Nina Lorenzen: Das Outdoorsegment richtet sich an naturverbundene Menschen, insofern ist es nur folgerichtig, dass Konsument*innen und Unternehmen in diesem Bereich Umweltschutz wichtig finden. Gleichzeitig haben wir es hier mit dem Paradox zu tun, dass Funktionsbekleidung besonders schwer nachhaltig produziert werden kann, weil es oft ressourcenintensiver Prozesse bedarf, bis ein Kleidungsstück beispielsweise wasserdicht oder besonders atmungsaktiv sein kann.
Was muss sich in der Sport- und Outdoorbranche Ihrer Meinung nach vor allem ändern?
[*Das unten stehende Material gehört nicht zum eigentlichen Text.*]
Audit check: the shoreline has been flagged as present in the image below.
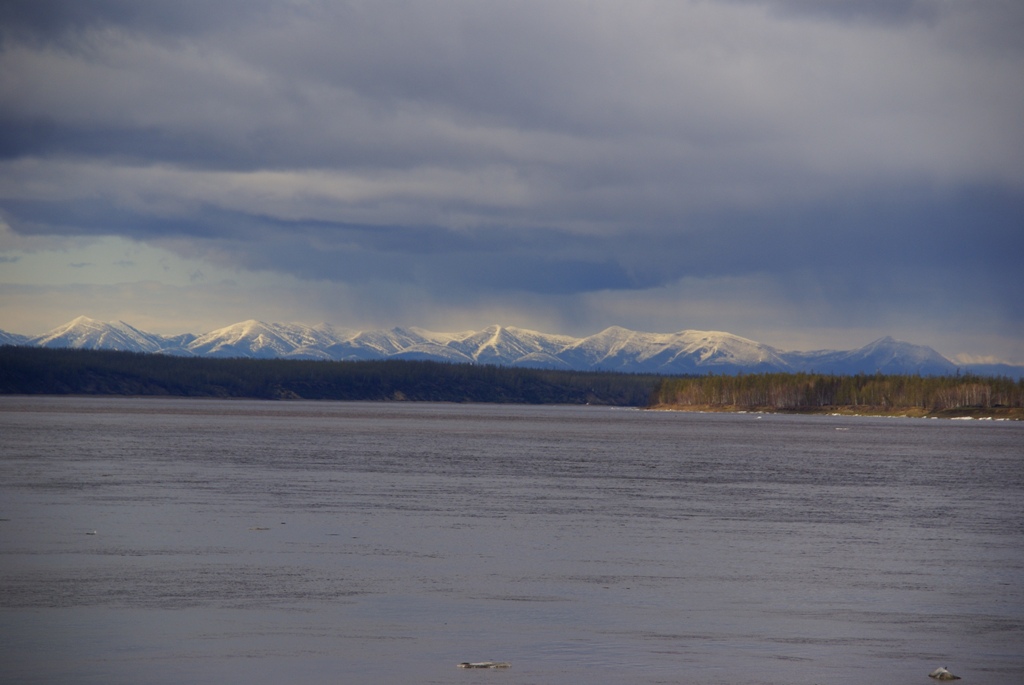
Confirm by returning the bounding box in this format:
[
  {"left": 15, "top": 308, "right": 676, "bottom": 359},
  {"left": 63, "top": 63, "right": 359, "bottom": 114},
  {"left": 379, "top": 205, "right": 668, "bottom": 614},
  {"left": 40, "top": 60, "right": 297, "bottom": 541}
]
[{"left": 650, "top": 404, "right": 1024, "bottom": 421}]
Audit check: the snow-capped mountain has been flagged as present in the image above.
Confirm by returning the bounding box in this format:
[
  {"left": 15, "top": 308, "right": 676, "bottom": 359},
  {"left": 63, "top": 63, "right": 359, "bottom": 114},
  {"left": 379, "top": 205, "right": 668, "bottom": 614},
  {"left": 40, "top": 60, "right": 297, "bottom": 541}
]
[
  {"left": 186, "top": 320, "right": 350, "bottom": 359},
  {"left": 2, "top": 316, "right": 1014, "bottom": 377},
  {"left": 558, "top": 327, "right": 792, "bottom": 373},
  {"left": 431, "top": 325, "right": 577, "bottom": 367},
  {"left": 786, "top": 336, "right": 956, "bottom": 376},
  {"left": 0, "top": 329, "right": 29, "bottom": 346},
  {"left": 30, "top": 316, "right": 171, "bottom": 354}
]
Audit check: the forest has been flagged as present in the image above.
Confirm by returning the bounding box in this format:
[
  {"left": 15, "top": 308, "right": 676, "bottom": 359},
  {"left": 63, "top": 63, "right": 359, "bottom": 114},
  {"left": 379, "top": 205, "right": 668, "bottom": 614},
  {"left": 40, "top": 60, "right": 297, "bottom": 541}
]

Vreni Jäckle: Die Outdoorbranche bietet unserer Meinung nach ein besonders großes Innovationspotential. Wir wünschen uns zum Beispiel ressourcenschonendere Prozesse für Imprägnierungen und einen sinnvolleren Umgang mit den verarbeiteten Materialien, Cradle to Cradle ist da ein guter Ansatz. In der Outdoorbranche werden außerdem viele Textilien tierischen Ursprungs verarbeitet, wie zum Beispiel Wolle, aufgrund der antibakteriellen und atmungsaktiven Eigenschaften. Hier braucht es eine ethische und umweltverträgliche Tierhaltung.
Fashion Changers gibt es seit 2018 – wie lautet Ihr bisheriges Fazit?
Nina Lorenzen: Die mediale Berichterstattung hat sich schon sehr verändert. Auch Bewegungen wie Fridays for Future haben das Thema weiter nach vorne gebracht. Davon profitiert auch die nachhaltige Mode. Aber wir sehen auch: Der Ressourcenverbrauch weltweit ist so hoch wie nie zuvor und wächst weiter. Wir wissen auch um die Wissen-Verhaltenslücke, dass Menschen zwar nachhaltiger werden wollen, sich aber nicht so verhalten. Unser Fazit daher: Wir können nicht darauf warten, dass alles von selbst besser wird. Auch bei den Öko-Lebensmitteln, die ja schon eine gewisse Marktdurchdringung erreicht haben, liegt der Prozentsatz gerade mal bei fünf Prozent. Es ist keine Zeit mehr für freiwillige Selbstverpflichtung. Wir brauchen Regularien, wir können es nicht allein den Konsument*innen überlassen.
Vreni Jäckle: Es ist ein Märchen, dass alle vernünftig werden, wenn sie nur richtig aufgeklärt sind – das ist unrealistisch. Der Wille zur Veränderung muss aus verschiedenen Richtungen kommen – von den Konsument*innen, der Politik und der Wirtschaft. Deshalb sind wir in unserer Arbeit auch immer aktivistischer geworden.
Wie ist Ihre Prognose?
Vreni Jäckle: Defacto ist die Klimakrise im vollen Gange, wir werden in Zukunft immer mehr Probleme bekommen. Deshalb wird sich das Thema Nachhaltigkeit auch in Zukunft fortsetzen. Im Moment wird noch viel darüber geredet, und meine Hoffnung ist es, dass wir bald in eine aktive Phase übergehen, wo viel gehandelt wird.
Welche neuen Aktionen sind bisher für 2020 geplant?
Nina Lorenzen: Wir werden jetzt erstmal unser Buch promoten und stecken in den Vorbereitungen für den Fashion Revolution Day am 24. April. Im Herbst werden wir außerdem unsere erste Fashion Changers Konferenz veranstalten. Das Datum steht aber noch nicht fest.